Bloomberg Economics’ base case is for China to grow 5.7 percent in 2022. A slowdown to 3 percent would send ripples around the world, leaving commodity exporters short of buyers and potentially derailing the Fed’s plans, just like the Chinese stocks crash did in 2015.

Political turmoil

Solidarity among leaders who back the European project, and European Central Bank (ECB) activism to keep government borrowing costs under control, helped Europe weather the COVID crisis. In the year ahead, both could fade.

A fight over the Italian presidency in January could upend the fragile coalition in Rome. France heads to the polls in April with President Emmanuel Macron facing challenges from the right. If euro-skeptics gain power in the bloc’s key economies, it could shatter the calm on European bond markets and deprive the ECB of the political support required to respond.

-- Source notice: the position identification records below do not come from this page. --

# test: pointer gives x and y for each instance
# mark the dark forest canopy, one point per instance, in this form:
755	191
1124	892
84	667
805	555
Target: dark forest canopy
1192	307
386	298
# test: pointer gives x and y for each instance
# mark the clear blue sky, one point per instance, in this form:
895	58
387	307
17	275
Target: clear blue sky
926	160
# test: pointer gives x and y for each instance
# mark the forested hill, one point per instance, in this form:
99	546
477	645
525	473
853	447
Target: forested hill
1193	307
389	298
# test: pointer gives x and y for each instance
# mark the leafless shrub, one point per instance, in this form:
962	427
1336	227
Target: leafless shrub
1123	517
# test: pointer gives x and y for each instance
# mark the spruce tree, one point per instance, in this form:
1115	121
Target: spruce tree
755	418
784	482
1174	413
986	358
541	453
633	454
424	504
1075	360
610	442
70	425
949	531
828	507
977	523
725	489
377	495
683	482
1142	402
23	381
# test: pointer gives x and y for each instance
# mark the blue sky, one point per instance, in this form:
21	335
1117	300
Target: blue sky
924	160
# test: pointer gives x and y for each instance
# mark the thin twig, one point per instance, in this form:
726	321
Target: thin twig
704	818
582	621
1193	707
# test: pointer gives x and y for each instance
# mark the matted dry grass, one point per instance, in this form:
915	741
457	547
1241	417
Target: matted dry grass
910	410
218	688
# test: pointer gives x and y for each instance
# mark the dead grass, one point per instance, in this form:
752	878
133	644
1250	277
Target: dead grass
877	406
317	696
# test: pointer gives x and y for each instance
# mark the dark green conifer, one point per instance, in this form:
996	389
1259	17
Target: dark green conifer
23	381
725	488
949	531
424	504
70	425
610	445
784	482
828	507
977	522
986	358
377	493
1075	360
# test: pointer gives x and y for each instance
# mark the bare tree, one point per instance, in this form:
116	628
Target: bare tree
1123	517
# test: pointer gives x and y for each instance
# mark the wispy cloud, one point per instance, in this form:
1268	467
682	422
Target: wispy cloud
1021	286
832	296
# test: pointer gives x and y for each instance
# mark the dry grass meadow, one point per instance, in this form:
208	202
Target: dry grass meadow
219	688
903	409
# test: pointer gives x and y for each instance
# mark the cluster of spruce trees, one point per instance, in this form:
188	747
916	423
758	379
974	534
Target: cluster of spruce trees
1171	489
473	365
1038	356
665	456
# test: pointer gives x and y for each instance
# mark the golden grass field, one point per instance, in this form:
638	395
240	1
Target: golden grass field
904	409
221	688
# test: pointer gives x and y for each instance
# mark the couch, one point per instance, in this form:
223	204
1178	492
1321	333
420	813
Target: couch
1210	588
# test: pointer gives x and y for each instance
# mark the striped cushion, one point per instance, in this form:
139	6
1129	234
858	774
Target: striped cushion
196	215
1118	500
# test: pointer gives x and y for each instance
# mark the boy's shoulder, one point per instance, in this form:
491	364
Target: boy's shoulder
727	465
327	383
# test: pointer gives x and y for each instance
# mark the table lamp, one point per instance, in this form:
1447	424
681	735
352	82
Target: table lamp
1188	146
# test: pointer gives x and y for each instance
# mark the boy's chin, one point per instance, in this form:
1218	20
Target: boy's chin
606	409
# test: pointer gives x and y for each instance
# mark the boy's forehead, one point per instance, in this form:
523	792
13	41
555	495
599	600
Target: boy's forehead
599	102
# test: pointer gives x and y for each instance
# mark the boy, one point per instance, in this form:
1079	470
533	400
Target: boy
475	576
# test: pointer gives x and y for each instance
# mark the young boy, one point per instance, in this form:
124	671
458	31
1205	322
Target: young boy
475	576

Say that sovereign spreads widen by 300 basis points, like they did in last decade’s debt crisis. Bloomberg Economics model shows that could chop more than 4 percent from economic output by the end of 2022, sending the euro area into recession and reviving concerns about its viability.

Brexit impact

Negotiations between the UK and EU over the Northern Ireland Protocol — a doomed attempt to square the circle of an open land border and closed customs union — are set to rumble on into 2022. Getting to yes will be tough.

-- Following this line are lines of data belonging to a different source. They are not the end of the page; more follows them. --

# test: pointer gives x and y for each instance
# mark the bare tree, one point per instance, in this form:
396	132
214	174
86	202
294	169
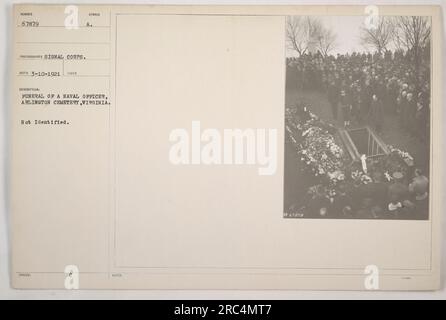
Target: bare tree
301	33
413	34
325	40
379	37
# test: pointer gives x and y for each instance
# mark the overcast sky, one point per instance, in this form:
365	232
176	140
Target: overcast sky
346	29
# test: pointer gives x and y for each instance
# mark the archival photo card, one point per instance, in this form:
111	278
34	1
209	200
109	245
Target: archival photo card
357	117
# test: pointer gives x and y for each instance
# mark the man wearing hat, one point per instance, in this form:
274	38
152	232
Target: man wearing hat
397	191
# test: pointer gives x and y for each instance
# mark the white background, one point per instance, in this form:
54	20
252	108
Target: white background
5	290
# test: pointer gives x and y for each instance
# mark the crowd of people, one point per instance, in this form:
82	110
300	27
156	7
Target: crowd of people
365	87
400	199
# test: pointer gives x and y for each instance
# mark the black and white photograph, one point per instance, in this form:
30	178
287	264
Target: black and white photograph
357	117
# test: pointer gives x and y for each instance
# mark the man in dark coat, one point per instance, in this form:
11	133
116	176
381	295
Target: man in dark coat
333	98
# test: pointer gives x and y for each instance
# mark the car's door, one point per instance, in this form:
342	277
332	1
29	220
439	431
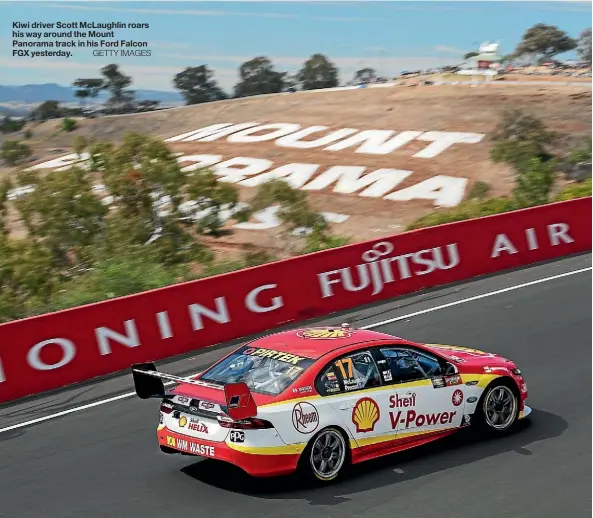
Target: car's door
357	394
425	398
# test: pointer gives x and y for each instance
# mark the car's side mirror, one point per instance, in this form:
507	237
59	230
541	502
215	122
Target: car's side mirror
450	369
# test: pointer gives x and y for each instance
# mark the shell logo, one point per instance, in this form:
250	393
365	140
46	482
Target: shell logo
365	415
324	333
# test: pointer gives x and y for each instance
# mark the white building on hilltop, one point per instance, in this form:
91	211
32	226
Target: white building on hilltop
486	62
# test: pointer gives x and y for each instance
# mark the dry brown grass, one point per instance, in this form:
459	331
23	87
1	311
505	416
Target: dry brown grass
566	109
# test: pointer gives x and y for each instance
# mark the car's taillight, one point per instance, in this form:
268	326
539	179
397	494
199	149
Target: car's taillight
252	423
166	408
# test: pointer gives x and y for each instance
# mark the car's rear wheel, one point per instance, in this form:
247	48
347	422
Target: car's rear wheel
326	456
498	409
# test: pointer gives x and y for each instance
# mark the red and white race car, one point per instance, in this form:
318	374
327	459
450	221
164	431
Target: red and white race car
323	398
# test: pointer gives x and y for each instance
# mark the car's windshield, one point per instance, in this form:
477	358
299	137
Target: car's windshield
266	371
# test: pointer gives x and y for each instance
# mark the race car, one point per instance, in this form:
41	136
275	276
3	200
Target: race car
323	398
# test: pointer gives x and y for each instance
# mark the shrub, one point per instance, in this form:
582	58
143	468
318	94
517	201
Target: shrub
68	124
467	210
575	190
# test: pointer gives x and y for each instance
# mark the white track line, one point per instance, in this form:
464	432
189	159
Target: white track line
370	326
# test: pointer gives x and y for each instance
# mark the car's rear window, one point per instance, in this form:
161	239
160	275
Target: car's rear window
266	371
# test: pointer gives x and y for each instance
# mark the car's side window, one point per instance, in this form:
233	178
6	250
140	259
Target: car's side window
355	371
429	364
404	367
358	371
328	383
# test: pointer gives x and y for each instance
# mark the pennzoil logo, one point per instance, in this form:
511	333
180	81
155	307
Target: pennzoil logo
365	415
324	333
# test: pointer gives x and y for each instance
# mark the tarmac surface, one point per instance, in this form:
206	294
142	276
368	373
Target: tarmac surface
103	461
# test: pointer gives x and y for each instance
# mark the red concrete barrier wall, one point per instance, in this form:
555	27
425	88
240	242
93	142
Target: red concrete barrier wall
57	349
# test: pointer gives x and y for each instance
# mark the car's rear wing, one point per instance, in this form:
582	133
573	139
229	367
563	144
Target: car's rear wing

What happens if negotiations break down? Based on past Brexit flare-ups, the uncertainty would hit business investment and undermine the pound, boosting inflation and eroding real incomes. In a full-on trade war, tariffs and transportation logjams could push prices even higher.

Fiscal policy

Governments spent heavily to support workers and businesses in the pandemic. Many now want to tighten their belts. The pull-back of public spending in 2022 will amount to some 2.5 percent of global gross domestic product (GDP), about five times bigger than austerity measures that slowed recoveries after the 2008 crisis, according to UBS estimates.

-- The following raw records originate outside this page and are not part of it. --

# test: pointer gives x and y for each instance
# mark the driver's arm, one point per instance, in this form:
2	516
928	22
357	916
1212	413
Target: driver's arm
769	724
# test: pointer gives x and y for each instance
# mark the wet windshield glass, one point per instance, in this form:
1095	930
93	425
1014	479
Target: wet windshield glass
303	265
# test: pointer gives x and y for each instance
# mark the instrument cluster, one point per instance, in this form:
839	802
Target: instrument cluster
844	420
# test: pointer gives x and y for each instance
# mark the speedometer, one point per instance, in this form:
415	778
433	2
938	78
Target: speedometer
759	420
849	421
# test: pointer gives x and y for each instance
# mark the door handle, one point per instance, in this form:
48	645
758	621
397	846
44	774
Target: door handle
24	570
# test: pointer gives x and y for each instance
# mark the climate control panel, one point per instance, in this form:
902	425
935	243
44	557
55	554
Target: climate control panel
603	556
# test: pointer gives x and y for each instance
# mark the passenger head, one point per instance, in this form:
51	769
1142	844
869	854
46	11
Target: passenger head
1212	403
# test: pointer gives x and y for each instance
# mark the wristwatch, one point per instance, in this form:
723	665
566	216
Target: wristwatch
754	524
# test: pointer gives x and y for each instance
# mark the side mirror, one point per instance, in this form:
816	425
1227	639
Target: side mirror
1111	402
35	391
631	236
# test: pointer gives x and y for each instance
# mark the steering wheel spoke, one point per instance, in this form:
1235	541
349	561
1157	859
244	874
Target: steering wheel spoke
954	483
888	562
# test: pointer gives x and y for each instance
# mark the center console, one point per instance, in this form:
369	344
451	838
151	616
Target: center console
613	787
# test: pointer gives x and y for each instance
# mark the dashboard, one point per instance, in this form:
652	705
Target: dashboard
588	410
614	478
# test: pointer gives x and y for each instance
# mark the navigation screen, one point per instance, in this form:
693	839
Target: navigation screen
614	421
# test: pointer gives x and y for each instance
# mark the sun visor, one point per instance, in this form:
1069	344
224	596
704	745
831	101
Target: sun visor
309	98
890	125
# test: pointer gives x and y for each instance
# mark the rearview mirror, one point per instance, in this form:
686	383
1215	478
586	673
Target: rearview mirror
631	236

There are exceptions. Japan’s new government has announced another record stimulus and China’s authorities have signaled a shift to supporting the economy after a long stretch of holding the purse strings tight.

In the US, fiscal policy swung from boosting the economy to slowing it in the second quarter of 2021, according to the Brookings Institution. That’s set to continue next year, though President Joseph R.Biden’s child-care and clean-energy investment plans will limit the drag if they make it through Congress.

Food prices and unrest

Hunger is a historic driver of social unrest. A combination of COVID effects and bad weather has pushed world food prices near record highs and could keep them elevated next year.

The last food-price shock in 2011 triggered a wave of popular protests, especially in the Middle East. Many countries in the region remain exposed.

Politics

Any escalation between mainland China and Taiwan, from blockade to outright invasion, could draw in other world powers — including the US.

A superpower war is the worst case, but scenarios short of that include sanctions that would freeze ties between the world’s two biggest economies, and a collapse in Taiwan’s production of the semiconductors that are crucial to global output of everything from smartphones to cars.

Some things could go right

Not every risk is to the downside. US budget policy, for example, could remain more expansionary than appears likely right now — keeping the economy away from the brink of the fiscal cliff, and boosting growth.

Globally, households are sitting on trillions of dollars of excess savings, thanks to pandemic stimulus and enforced frugality during lockdown. If that gets spent faster than expected, growth could accelerate.

In China, investments in green energy and affordable housing, already slated in the country’s 14th Five Year Plan, could amp up investment. Asia’s new trade deal, the Regional Comprehensive Economic Partnership — which encompasses 2.3 billion people and 30 percent of global GDP — could boost exports.

In 2020, pandemic economies were worse than pretty much any economist had forecast.

But that wasn’t true in 2021: in many countries, recoveries were surprisingly rapid. That’s a useful reminder that some things could go right next year, too.